In the city of Bassa, Danso is a clever scholar on the cusp of achieving greatness-only he doesn't want it. Instead, he prefers to chase forbidden stories about what lies outside the city walls. The Bassai elite claim there is nothing of interest. The city's immigrants are sworn to secrecy. But when Danso stumbles across a warrior wielding magic that shouldn't exist, he's put on a collision course with Bassa's darkest secrets. Drawn into the city's hidden history, he sets out on a journey beyond its borders. But the chaos left in the wake of his discovery threatens to destroy the empire.
By JJ Bola (28 September 2021)
Michael decides to flee to America and end his life once all his savings run out. JJ Bola's second novel is a story of millennial existential angst told through the eyes of a young Londoner who seems to have it all - a promising future, a solid career, strong friendships, a blossoming love story - but it's the unbearable weight of life that leads him to decide to take his own. As he grapples with issues bigger than him - political conflict, environmental desecration, police brutality - Michael seeks to find his place within a world that is complicated and unwelcoming. Although he finds solace in the people that surround him, he alone must decide if his life is worth living.
By Pumla Dineo Gqola (19 October 2021)
"Patriarchy does not respect national boundaries. It is unabashedly promiscuous in its influences and tethers. Yet, it does use nationalism very productively."
An empty street at night. A crowded bus. A lecture hall. All sites of female fear, instilled in women and those who have been constructed female, from an early age. Drawing on examples from around the world - from Uganda, Nigeria, South Africa to Saudi Arabia, the Americas and Europe, Gqola traces the construction and machinations of the female fear factory by exposing its lies, myths, and seductions.
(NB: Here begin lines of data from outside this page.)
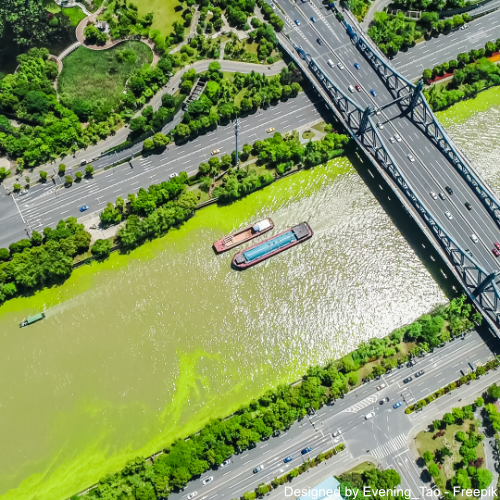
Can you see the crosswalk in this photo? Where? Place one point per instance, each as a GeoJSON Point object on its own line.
{"type": "Point", "coordinates": [391, 446]}
{"type": "Point", "coordinates": [362, 404]}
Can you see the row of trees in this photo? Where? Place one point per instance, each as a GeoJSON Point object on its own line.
{"type": "Point", "coordinates": [461, 61]}
{"type": "Point", "coordinates": [466, 83]}
{"type": "Point", "coordinates": [394, 32]}
{"type": "Point", "coordinates": [270, 414]}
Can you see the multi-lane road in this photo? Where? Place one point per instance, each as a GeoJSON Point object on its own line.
{"type": "Point", "coordinates": [383, 438]}
{"type": "Point", "coordinates": [425, 55]}
{"type": "Point", "coordinates": [46, 204]}
{"type": "Point", "coordinates": [428, 172]}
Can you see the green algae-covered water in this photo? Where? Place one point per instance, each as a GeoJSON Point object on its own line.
{"type": "Point", "coordinates": [147, 347]}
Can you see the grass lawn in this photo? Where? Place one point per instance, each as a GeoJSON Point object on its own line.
{"type": "Point", "coordinates": [75, 14]}
{"type": "Point", "coordinates": [425, 443]}
{"type": "Point", "coordinates": [164, 13]}
{"type": "Point", "coordinates": [97, 74]}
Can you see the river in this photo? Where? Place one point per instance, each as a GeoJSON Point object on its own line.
{"type": "Point", "coordinates": [146, 347]}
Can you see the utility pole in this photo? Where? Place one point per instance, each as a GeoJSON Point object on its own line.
{"type": "Point", "coordinates": [237, 128]}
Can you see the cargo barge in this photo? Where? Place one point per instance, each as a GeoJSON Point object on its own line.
{"type": "Point", "coordinates": [32, 319]}
{"type": "Point", "coordinates": [243, 235]}
{"type": "Point", "coordinates": [272, 246]}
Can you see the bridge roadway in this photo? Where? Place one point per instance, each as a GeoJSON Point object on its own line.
{"type": "Point", "coordinates": [430, 171]}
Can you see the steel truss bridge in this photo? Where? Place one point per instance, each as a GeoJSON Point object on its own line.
{"type": "Point", "coordinates": [478, 284]}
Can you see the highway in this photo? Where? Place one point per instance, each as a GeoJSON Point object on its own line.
{"type": "Point", "coordinates": [425, 55]}
{"type": "Point", "coordinates": [45, 204]}
{"type": "Point", "coordinates": [425, 168]}
{"type": "Point", "coordinates": [382, 437]}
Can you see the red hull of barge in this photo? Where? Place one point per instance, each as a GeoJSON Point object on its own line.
{"type": "Point", "coordinates": [223, 245]}
{"type": "Point", "coordinates": [271, 254]}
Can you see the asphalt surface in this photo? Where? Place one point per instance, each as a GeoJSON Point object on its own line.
{"type": "Point", "coordinates": [425, 55]}
{"type": "Point", "coordinates": [383, 438]}
{"type": "Point", "coordinates": [430, 172]}
{"type": "Point", "coordinates": [45, 204]}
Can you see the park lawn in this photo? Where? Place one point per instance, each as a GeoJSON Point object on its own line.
{"type": "Point", "coordinates": [95, 75]}
{"type": "Point", "coordinates": [164, 14]}
{"type": "Point", "coordinates": [75, 14]}
{"type": "Point", "coordinates": [424, 442]}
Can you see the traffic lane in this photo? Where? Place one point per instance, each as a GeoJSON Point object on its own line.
{"type": "Point", "coordinates": [121, 180]}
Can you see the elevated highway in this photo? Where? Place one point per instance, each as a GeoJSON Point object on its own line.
{"type": "Point", "coordinates": [391, 121]}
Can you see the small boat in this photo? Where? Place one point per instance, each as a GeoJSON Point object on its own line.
{"type": "Point", "coordinates": [272, 246]}
{"type": "Point", "coordinates": [243, 235]}
{"type": "Point", "coordinates": [32, 319]}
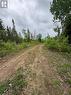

She shows how seemingly disparate effects, like driving bans, street harassment, and coercive professors, are the product of the ever-turning machinery of the female fear factory, and its use of fear as a tool of patriarchal subjugation and punishment. Female Fear Factory: Gender and Patriarchy under Racial Capitalism is a sobering account of patriarchal violence in the world, and a hopeful vision for the work of unapologetic feminist imaginative strategies across the globe.
By T.L. Huchu (27 April 2021)
When ghosts talk, she will listen ...
Ropa dropped out of school to become a ghostalker – and she now speaks to Edinburgh’s dead, carrying messages to the living. A girl’s gotta earn a living, and it seems harmless enough. Until, that is, the dead whisper that someone’s bewitching children – leaving them husks, empty of joy and life. It’s on Ropa’s patch, so she feels honour bound to investigate. But what she learns will change her world. She’ll dice with death (not part of her life plan ...) as she calls on Zimbabwean magic and Scottish pragmatism to hunt down clues. For Edinburgh hides a wealth of secrets. And in the process, she discovers an occult library and some unexpected allies. Yet as shadows lengthen, will the hunter become the hunted? Opening up a world of magic and adventure, The Library of the Dead by T. L. Huchu is the first book in the Edinburgh Nights series.